Monday, 26 April 2010

Scot Sothern



These pictures are of prostitutes Scot Sothern visited on the streets of Southern California in the 1980s. As Sothern puts it:

These images, shot mostly in Southern California between 1986 and 1990, record the existence of the many disenfranchised Americans, hawking their souls for the price of a Big Mac and a fix. With these portraits, paragraphs, and full disclosure, I hope to reveal the struggle and never changing plight of the street prostitute, victims of a culture that deems them criminal and expendable.
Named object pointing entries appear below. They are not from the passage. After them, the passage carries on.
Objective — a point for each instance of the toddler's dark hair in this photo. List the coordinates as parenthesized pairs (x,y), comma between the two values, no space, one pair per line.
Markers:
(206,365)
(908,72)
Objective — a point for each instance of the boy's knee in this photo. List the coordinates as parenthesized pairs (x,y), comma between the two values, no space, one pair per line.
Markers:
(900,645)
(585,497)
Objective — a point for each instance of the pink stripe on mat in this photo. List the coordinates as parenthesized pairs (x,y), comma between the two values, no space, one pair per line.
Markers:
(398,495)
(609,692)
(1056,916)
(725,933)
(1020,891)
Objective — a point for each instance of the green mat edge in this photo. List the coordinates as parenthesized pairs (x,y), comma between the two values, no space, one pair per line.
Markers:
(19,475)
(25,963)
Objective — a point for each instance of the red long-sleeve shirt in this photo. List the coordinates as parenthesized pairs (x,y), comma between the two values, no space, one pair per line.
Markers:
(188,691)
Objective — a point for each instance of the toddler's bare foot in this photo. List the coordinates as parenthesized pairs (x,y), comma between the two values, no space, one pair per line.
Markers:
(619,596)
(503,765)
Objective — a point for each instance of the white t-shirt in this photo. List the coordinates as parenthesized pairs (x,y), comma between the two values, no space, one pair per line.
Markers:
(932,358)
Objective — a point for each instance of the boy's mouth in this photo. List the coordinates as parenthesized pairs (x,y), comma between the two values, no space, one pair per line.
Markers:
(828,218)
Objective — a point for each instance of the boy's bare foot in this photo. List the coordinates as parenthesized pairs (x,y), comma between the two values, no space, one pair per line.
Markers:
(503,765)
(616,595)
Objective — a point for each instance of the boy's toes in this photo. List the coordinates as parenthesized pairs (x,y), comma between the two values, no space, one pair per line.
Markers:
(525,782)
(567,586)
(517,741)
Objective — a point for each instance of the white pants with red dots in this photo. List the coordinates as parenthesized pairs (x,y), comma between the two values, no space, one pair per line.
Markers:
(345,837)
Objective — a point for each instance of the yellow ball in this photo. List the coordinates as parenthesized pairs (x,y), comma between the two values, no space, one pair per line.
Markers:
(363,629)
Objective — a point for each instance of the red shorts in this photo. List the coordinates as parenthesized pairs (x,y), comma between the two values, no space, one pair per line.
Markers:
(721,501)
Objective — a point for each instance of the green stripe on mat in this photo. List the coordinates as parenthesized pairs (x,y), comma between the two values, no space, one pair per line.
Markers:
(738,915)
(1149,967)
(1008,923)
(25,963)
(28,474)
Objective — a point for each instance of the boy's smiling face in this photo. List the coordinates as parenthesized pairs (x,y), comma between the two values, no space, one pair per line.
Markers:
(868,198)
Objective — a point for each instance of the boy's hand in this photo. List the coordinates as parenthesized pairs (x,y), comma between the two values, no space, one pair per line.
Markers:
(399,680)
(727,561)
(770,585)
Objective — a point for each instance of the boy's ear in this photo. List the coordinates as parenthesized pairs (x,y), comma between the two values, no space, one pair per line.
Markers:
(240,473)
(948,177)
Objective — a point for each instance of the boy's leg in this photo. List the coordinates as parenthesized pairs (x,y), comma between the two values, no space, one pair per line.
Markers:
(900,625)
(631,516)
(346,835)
Possibly. I should be saying something about ethics here, but don't really know how they apply or if they apply or how secondary photography is in the circumstances Sothern was shooting in. His pictures are grubby, unglamorous, exploitative and not at all sexy or even attractive most of the time and perhaps that's the way it should be, the way Philip-Lorca diCorcia's Hustlers never got to be. I should say something about Boris Mikhailov's Case History here as well but I won't because I don't have anything to say. Sothern's work is humanising and dehumanising, but it's much better than the reality it might represent. Photography is not the most important thing in the world and I think Sothern might be saying that with his pictures. I hope so anyway.

More pictures on on Sothern's blogsite as well as his piercing but lurid words. He also has a longer text on  American Suburb X.  

Seeing Scot Sothern's pictures reminds me of this story, detailing how when assets are seized from UK brothels, the police get 25%, the Crown Prosecution Service get 25% and the Inland Revenue get 50%. None of which seems right.


On the same theme, the BBC is currently showing Five Daughters, a drama recounting the murder in Ipswich of five women by Mondeo-Man Steve Wright. It is conventional TV drama in many ways, but also gentle and touching. See it here if you can.

And the right song for this post? When the Sun Goes Down by the Arctic Monkeys.  Scummy Man!


2 comments:

Stan B. said...

The first thing about this remarkable series (from what seems quite the remarkable photographer I've never heard of) that struck me was how important photography can be- what record would we have of these people if it wasn't for these images in glorious B&W? One can only hope that at least some of them somehow, someway managed to turn their lives around between then and now. If not, at least someone bothered to turn a lens their way and acknowledge their very temporary presence in a world that chose to either ignore or debase them.

colin pantall said...

Thank you Stan - I'm glad someone else finds them extraordinary. I'm ambivalent about them, but they are extraordinary, they really are.